Valentina Magaletti solo, and duo with Susumu Mukai
(Cafe Oto, 25 October 2020; review and photo and drawing by Geoff Winston)
Valentina Magaletti’s percussion set-up at Cafe Oto. Photo by Geoff Winston
It was rather wonderful to be able to experience high quality, adventurous live performance at Cafe Oto once again – albeit with well-spaced tables, table service, facemasks and a capacity, sold-out audience of about 30 devotees – plus an unlimited online audience for the livestream. But, what the hell, it was happening, and it had lost none of that special Cafe Oto ambience.
Valentina Magaletti, London-based percussionist and composer, delivered a dynamic solo set which combined her carefully wrought electronic soundscape with percussion explorations that ranged from tightly focussed passages bringing out fine sonic detail to near straight-down-the-line jazz drum solo episodes drawing on the routes opened up by the ground-breaking statements of Elvin Jones and Roy Haynes.
The scene was set with insistent industrial hums and rumbling countered by clean, melodic strikes on vibraphone, lightly shimmering touches on cymbals, and the clicking of delicate patterns played on the outer edges of the drum kit. Gradually the range was expanded to embrace bass drums, flighty chimes, snare and toms. As the electronic backdrop became a more aggressive presence, light rolls, riffing and the intentionality of the beat emerged.
Magaletti stroked surfaces with brushes and sticks, adopted soft mallets to underscore the lighter load and large mallets to facilitate intense metallic strikes and rushes on gongs.
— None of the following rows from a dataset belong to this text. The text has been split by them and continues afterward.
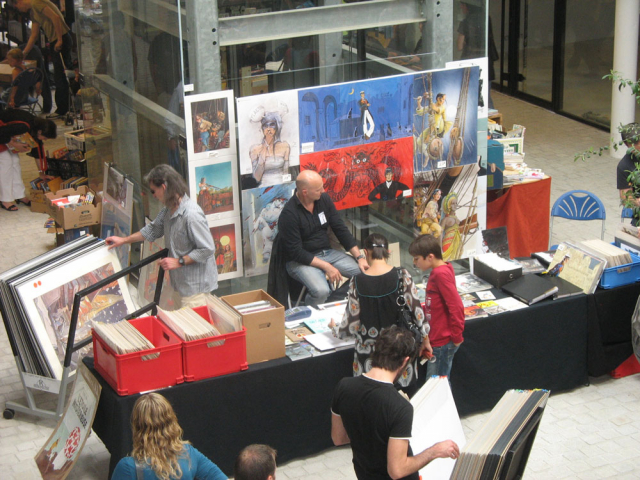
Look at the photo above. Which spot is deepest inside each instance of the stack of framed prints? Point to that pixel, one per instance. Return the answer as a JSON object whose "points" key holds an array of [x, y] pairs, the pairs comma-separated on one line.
{"points": [[213, 174]]}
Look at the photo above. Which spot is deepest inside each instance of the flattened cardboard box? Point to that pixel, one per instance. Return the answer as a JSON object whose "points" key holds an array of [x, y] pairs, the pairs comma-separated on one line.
{"points": [[78, 216], [265, 329]]}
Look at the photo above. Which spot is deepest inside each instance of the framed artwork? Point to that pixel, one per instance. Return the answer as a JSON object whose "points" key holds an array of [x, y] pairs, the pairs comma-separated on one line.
{"points": [[48, 301], [210, 121], [214, 185], [269, 139], [261, 208], [445, 118], [355, 113], [360, 175], [227, 239]]}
When the electronics supplied unsettling sharp screeches the drumming got tough and the ensuing jazz breaks were everything you might want to hear in a drum solo.
Altogether a really satisfying and impressive solo set.
Valentina Magaletti at Cafe Oto. Drawing by Geoff Winston. All Rights Reserved
The duo set saw more electronics, this time from bassist Susumu Mukai, who tapped rhythms with fingers and dipped in to the Sun Ra blooping soundtrack before they both delved in to a pulsing structure which had something of the spirit of Pink Floyd’s Set the Controls to the Heart of the Sun, with Magaletti’s emphatic drumming complementing the bass lines – and both musicians wore black facemasks on stage, it should be noted.
This set the scene for an initially constrained, but regular live programme from Cafe Oto, with Alexander Hawkins solo next in line!